The awards span three separate programmes across two continents and extend Lockheed’s contractual relationships with Canada, Australia, and the United States well into the 2030s.
The most commercially significant of the three developments is a Pentagon award of an $879.1 million F-35 armament equipment contract running through 2030. The F-35 programme remains the largest single source of revenue in Lockheed’s portfolio, and each incremental multiyear contract reinforces the structural durability of that income stream against the backdrop of ongoing Washington budget debates about the fighter’s long-term production volumes.
Canada added two amendments to its existing CC-130J Hercules support agreement. The first, valued at $462.5 million, covers extended in-service support for the programme through June 2029. The second, estimated at $684.3 million, relates to RCAF 105 upgrades.
Taken together, the Canadian amendments add more than $1.1 billion in committed backlog and represent a vote of confidence from an allied military customer that recently acquired a significant fleet of F-35s. The continuity of the Hercules relationship also matters for the sustainment and services segment of Lockheed’s business, where margin profiles tend to be more stable than on fixed-price development work.
Australia’s contribution to the recent contract momentum is structurally the most interesting. Lockheed Martin has been designated as the preferred combat systems integrator for Australia’s future Virginia-class submarines. The Virginia programme is the centrepiece of the AUKUS agreement between the United States, United Kingdom, and Australia, and Lockheed’s preferred status as combat systems integrator places it inside one of the most strategically significant multinational defence procurement exercises of the current decade. Full contract value for this role has not been publicly specified, but the scope of Virginia-class combat systems integration across a multi-submarine fleet represents a meaningful long-duration revenue opportunity.
The investment narrative for Lockheed rests on a relatively simple thesis: that large, long-lived programmes like the F-35, missile defence, and allied modernisation will continue to underpin the backlog and support steady earnings growth.
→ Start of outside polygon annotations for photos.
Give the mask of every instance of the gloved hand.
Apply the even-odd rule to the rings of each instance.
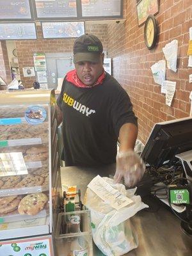
[[[141,158],[133,150],[118,152],[114,181],[118,183],[124,177],[125,185],[129,188],[135,186],[142,178],[145,165]]]

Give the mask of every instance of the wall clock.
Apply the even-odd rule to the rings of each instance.
[[[147,48],[152,49],[156,44],[157,35],[157,24],[154,15],[148,16],[145,25],[145,42]]]

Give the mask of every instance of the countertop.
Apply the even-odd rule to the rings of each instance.
[[[86,186],[92,179],[100,175],[108,177],[114,174],[114,164],[106,167],[63,167],[61,183],[77,185],[81,189],[83,201]],[[127,256],[191,256],[192,238],[183,233],[180,220],[167,207],[151,196],[143,198],[148,209],[138,212],[131,218],[139,239],[139,246],[124,254]],[[102,255],[96,247],[94,256]]]

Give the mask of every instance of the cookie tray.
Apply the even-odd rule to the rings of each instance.
[[[20,215],[19,212],[15,212],[14,214],[10,214],[8,213],[8,215],[4,216],[0,216],[1,223],[6,223],[6,222],[13,222],[13,221],[20,221],[22,220],[33,220],[35,219],[38,219],[39,218],[45,218],[45,217],[47,216],[46,210],[44,209],[39,212],[37,214],[31,216],[28,214]]]
[[[0,189],[0,197],[15,196],[18,195],[41,193],[49,190],[49,185],[36,186],[34,187],[14,188],[7,189]]]

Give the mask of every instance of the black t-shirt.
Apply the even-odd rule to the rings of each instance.
[[[126,92],[109,74],[102,84],[79,88],[65,78],[57,104],[63,112],[65,166],[116,162],[122,125],[137,118]]]

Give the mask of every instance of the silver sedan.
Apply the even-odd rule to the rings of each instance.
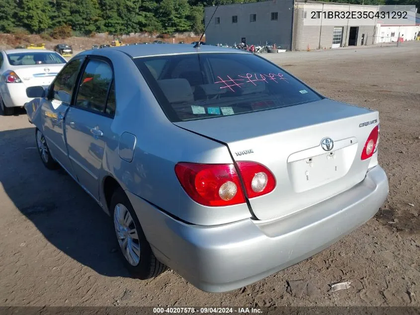
[[[206,291],[243,287],[328,247],[388,193],[378,111],[246,51],[92,50],[27,94],[41,161],[112,216],[141,279],[168,266]]]

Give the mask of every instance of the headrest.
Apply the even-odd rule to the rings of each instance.
[[[192,89],[185,79],[160,80],[158,84],[170,103],[194,102]]]

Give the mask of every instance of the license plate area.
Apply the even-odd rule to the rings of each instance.
[[[344,176],[357,151],[354,144],[325,153],[287,163],[287,171],[297,193],[321,186]]]

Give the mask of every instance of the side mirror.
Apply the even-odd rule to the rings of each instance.
[[[46,95],[42,87],[30,87],[26,89],[26,96],[31,99],[43,98]]]

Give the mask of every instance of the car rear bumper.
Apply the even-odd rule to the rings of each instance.
[[[6,93],[1,97],[6,107],[23,107],[25,103],[32,101],[26,96],[26,87],[23,83],[7,84]]]
[[[203,291],[240,288],[308,258],[371,218],[389,192],[375,166],[352,188],[288,216],[186,224],[127,192],[156,257]]]

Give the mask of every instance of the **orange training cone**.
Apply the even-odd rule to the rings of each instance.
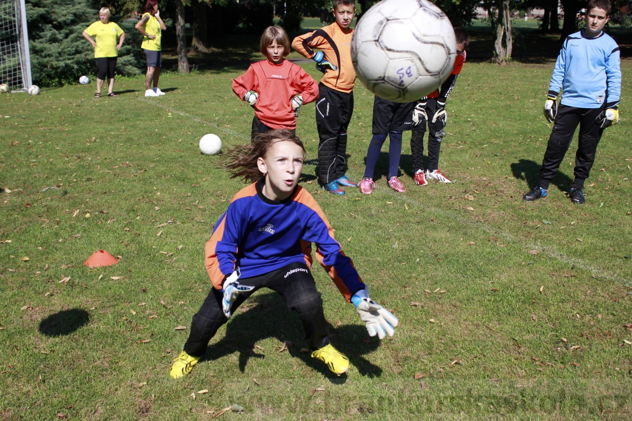
[[[118,260],[114,259],[114,256],[104,250],[100,250],[93,253],[92,255],[83,262],[83,264],[90,267],[99,267],[99,266],[111,266],[117,263],[118,263]]]

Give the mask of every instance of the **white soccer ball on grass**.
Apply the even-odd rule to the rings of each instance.
[[[204,155],[216,155],[221,149],[222,141],[216,135],[204,135],[200,139],[200,151]]]
[[[437,89],[456,57],[447,16],[428,0],[383,0],[362,15],[353,32],[358,78],[385,99],[408,102]]]

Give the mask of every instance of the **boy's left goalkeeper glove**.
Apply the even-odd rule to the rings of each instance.
[[[601,128],[610,127],[619,123],[619,107],[614,106],[605,110],[597,117],[597,123]]]
[[[397,317],[391,312],[368,298],[368,288],[366,286],[351,297],[351,302],[356,306],[356,311],[360,319],[367,325],[367,331],[370,336],[376,334],[380,339],[395,334]]]
[[[444,127],[447,123],[447,111],[446,111],[446,100],[443,98],[437,99],[437,108],[435,109],[435,114],[432,118],[432,123],[435,123],[437,120],[441,122]]]
[[[291,101],[292,103],[292,109],[294,111],[294,116],[298,117],[298,108],[303,105],[303,95],[299,94]]]
[[[240,275],[241,274],[239,267],[238,267],[224,281],[223,287],[220,291],[224,293],[224,298],[222,299],[222,310],[224,311],[224,315],[226,316],[226,319],[231,318],[231,307],[233,307],[233,303],[235,302],[235,300],[237,299],[239,295],[243,292],[252,291],[255,289],[254,286],[240,284],[237,281]]]
[[[327,70],[337,70],[338,68],[334,65],[334,63],[325,59],[325,54],[322,51],[317,52],[312,59],[316,62],[316,68],[322,73],[327,72]]]
[[[544,102],[544,116],[549,123],[555,121],[557,116],[557,94],[549,91],[547,101]]]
The most pessimistic analysts had modelled revenue growth of around 3.1% annually through 2029, reaching roughly $82.2 billion. The bullish projection sits at $87.8 billion by 2029, implying 5.4% annual growth and a step-up in earnings from around $4.8 billion today to $8 billion. The recent contract cluster does more to support the optimistic scenario than the cautious one.
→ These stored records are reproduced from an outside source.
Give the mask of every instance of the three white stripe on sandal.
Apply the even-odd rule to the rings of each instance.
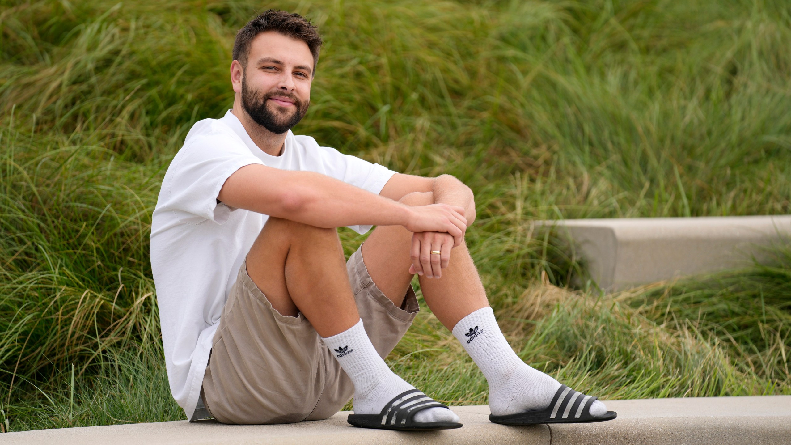
[[[554,403],[554,407],[552,409],[552,415],[549,416],[550,419],[554,419],[555,416],[558,415],[558,410],[560,409],[560,406],[563,405],[563,401],[566,400],[566,397],[569,395],[569,392],[571,388],[568,386],[566,386],[566,389],[563,390],[563,392],[560,394],[560,397],[558,397],[558,401]],[[576,401],[577,397],[578,397],[581,394],[582,394],[582,393],[579,391],[574,391],[574,394],[571,396],[571,399],[569,400],[569,403],[566,405],[566,410],[563,412],[562,418],[565,419],[569,416],[569,412],[571,411],[571,406],[574,405],[574,401]],[[578,419],[580,416],[582,415],[582,409],[585,407],[585,404],[588,402],[588,400],[590,397],[591,397],[590,396],[585,396],[582,399],[582,401],[580,402],[579,408],[577,409],[577,413],[574,415],[574,418]]]

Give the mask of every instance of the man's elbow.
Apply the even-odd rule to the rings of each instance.
[[[278,207],[281,215],[278,216],[286,219],[294,221],[299,219],[299,215],[305,213],[309,207],[310,199],[299,190],[292,188],[281,192],[278,196]]]

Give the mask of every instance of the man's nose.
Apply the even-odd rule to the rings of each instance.
[[[293,91],[294,89],[294,81],[291,78],[290,73],[283,73],[283,75],[280,76],[279,82],[278,82],[278,88],[285,91]]]

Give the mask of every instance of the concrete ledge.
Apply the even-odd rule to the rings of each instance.
[[[326,420],[286,425],[223,425],[186,421],[12,432],[9,445],[112,443],[510,443],[586,445],[791,443],[791,396],[689,397],[607,401],[615,420],[595,424],[511,427],[489,422],[489,407],[456,406],[464,427],[430,432],[357,428],[348,413]]]
[[[621,218],[540,222],[573,240],[591,277],[618,291],[677,276],[744,267],[762,247],[791,239],[791,215]]]

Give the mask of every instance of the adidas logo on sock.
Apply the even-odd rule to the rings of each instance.
[[[352,349],[350,351],[349,351],[347,349],[349,349],[349,346],[348,345],[343,346],[341,348],[339,348],[338,349],[333,349],[333,351],[335,351],[335,352],[338,352],[338,354],[336,354],[335,356],[339,359],[339,358],[343,357],[343,356],[347,356],[347,355],[351,354],[352,352],[354,352],[354,349]]]
[[[478,337],[479,334],[482,333],[483,333],[483,329],[478,330],[478,326],[475,326],[475,328],[470,328],[470,332],[464,333],[464,335],[470,337],[470,339],[467,340],[467,344],[469,344],[470,342],[472,341],[472,339],[475,338],[476,337]]]

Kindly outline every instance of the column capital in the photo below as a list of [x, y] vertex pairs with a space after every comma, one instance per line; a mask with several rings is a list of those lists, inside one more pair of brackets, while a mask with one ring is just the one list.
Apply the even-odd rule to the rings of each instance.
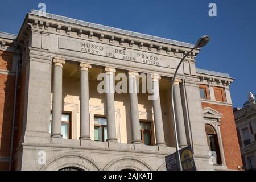
[[90, 64], [80, 63], [79, 64], [79, 68], [80, 68], [80, 70], [86, 70], [86, 71], [88, 71], [89, 68], [92, 68], [92, 65]]
[[158, 81], [159, 80], [161, 80], [161, 76], [158, 74], [152, 74], [151, 78], [152, 81]]
[[181, 82], [182, 82], [181, 79], [175, 79], [174, 80], [174, 85], [179, 85]]
[[116, 71], [115, 68], [110, 67], [105, 68], [105, 71], [106, 74], [113, 74], [113, 73], [115, 73]]
[[52, 59], [52, 62], [54, 63], [54, 66], [59, 66], [59, 67], [63, 67], [63, 64], [66, 63], [66, 61], [65, 61], [65, 60], [60, 59], [60, 58], [55, 58], [54, 57]]
[[129, 77], [135, 77], [139, 76], [139, 73], [136, 71], [129, 71], [128, 72], [128, 76]]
Near-term execution risk remains a genuine concern. Fixed-price development programmes have generated charges at Lockheed in past quarters, and investors have been watching margin repair progress closely as the company navigates cost inflation across several classified and unclassified programmes. The Canadian and F-35 awards are incremental additions to well-established programmes, which reduces execution uncertainty compared to new development starts.
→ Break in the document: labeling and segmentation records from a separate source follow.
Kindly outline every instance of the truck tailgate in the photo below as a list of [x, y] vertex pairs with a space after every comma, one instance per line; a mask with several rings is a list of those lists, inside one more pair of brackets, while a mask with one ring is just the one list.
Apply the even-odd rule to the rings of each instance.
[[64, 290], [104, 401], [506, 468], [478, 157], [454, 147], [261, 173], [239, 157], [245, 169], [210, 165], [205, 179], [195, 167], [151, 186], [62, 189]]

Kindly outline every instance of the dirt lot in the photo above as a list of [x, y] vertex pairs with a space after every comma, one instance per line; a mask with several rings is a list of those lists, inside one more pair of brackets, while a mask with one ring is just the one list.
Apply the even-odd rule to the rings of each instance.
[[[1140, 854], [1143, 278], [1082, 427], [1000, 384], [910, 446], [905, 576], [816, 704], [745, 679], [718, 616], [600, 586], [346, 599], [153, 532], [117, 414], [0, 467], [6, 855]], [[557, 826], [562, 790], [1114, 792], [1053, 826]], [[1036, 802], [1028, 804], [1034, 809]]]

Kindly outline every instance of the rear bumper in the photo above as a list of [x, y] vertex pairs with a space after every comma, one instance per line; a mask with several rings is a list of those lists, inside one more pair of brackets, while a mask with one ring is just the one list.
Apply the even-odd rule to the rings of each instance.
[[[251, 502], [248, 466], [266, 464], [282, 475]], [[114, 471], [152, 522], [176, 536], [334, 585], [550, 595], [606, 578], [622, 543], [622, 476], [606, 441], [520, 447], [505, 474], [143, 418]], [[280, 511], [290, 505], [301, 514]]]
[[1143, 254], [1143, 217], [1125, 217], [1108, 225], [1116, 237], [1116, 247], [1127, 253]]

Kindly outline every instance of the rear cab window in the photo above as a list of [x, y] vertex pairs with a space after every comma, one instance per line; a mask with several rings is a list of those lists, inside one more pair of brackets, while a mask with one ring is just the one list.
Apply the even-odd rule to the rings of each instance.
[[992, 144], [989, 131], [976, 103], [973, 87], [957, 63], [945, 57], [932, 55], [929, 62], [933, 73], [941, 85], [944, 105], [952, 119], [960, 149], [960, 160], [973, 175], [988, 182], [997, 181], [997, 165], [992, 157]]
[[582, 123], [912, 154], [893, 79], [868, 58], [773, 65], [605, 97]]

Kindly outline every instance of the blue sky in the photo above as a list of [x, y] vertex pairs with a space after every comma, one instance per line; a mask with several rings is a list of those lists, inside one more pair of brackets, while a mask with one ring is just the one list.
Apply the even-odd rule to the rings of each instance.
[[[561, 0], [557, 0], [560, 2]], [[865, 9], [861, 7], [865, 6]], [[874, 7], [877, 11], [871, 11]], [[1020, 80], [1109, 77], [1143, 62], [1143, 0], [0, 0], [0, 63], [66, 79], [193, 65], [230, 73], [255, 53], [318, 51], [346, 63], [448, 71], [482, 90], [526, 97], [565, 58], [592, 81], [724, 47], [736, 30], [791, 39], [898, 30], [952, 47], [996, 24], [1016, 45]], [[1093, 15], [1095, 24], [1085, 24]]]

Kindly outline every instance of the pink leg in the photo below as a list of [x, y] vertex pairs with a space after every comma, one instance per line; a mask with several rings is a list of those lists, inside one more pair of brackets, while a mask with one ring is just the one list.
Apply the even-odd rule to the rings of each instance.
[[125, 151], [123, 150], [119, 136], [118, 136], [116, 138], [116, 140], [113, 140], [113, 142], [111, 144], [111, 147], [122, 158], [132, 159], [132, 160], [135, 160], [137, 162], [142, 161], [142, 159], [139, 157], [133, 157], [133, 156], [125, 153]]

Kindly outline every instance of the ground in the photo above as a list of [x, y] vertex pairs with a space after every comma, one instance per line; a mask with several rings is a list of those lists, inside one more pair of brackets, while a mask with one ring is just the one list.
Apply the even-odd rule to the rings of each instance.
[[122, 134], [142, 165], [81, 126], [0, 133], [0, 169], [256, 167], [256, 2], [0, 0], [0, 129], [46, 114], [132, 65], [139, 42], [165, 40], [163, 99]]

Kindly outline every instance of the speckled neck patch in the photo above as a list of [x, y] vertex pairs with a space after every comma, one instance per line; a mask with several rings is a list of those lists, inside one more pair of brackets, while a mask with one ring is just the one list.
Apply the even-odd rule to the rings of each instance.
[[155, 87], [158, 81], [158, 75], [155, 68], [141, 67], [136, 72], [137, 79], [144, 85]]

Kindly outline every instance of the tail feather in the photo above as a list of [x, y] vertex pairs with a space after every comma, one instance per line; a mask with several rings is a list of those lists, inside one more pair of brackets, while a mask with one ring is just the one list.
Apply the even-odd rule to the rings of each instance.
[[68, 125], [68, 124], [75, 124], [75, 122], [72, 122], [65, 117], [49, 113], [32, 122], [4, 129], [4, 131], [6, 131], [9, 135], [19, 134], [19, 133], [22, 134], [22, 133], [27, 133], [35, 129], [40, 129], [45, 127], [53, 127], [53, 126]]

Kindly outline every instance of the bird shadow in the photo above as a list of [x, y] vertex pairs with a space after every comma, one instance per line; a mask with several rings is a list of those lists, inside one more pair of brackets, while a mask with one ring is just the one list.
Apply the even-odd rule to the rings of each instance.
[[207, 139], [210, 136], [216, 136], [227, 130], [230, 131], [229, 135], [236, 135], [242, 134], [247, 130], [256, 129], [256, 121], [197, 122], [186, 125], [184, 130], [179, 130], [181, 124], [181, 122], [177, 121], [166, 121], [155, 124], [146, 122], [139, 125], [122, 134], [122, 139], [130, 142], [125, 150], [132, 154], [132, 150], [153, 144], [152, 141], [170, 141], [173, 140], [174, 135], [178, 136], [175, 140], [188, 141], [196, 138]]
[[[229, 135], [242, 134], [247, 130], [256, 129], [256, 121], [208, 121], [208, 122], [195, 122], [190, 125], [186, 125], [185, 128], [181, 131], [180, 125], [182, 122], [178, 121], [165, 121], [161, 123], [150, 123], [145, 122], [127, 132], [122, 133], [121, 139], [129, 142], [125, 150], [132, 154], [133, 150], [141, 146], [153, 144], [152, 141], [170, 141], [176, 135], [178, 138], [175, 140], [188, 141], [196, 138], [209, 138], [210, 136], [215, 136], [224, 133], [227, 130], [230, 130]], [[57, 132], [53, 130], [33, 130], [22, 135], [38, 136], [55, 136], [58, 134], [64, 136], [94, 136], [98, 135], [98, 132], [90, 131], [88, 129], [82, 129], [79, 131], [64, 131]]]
Concentration risk in a small number of government customers remains the central structural vulnerability. Any significant shift in US or allied defence priorities, budget priorities, or geopolitical appetite for major procurement could introduce volatility into a backlog that looks extremely durable today. For now, that risk appears remote. The AUKUS programme, the F-35 production ramp, and Canada’s modernisation commitments are all in active execution phases.
The stock has rallied through 2026 on the back of elevated global defence spending sentiment. At current levels, fair value estimates cluster in a range that implies modest additional upside, with one investor consensus model suggesting a fair value of approximately $637.60.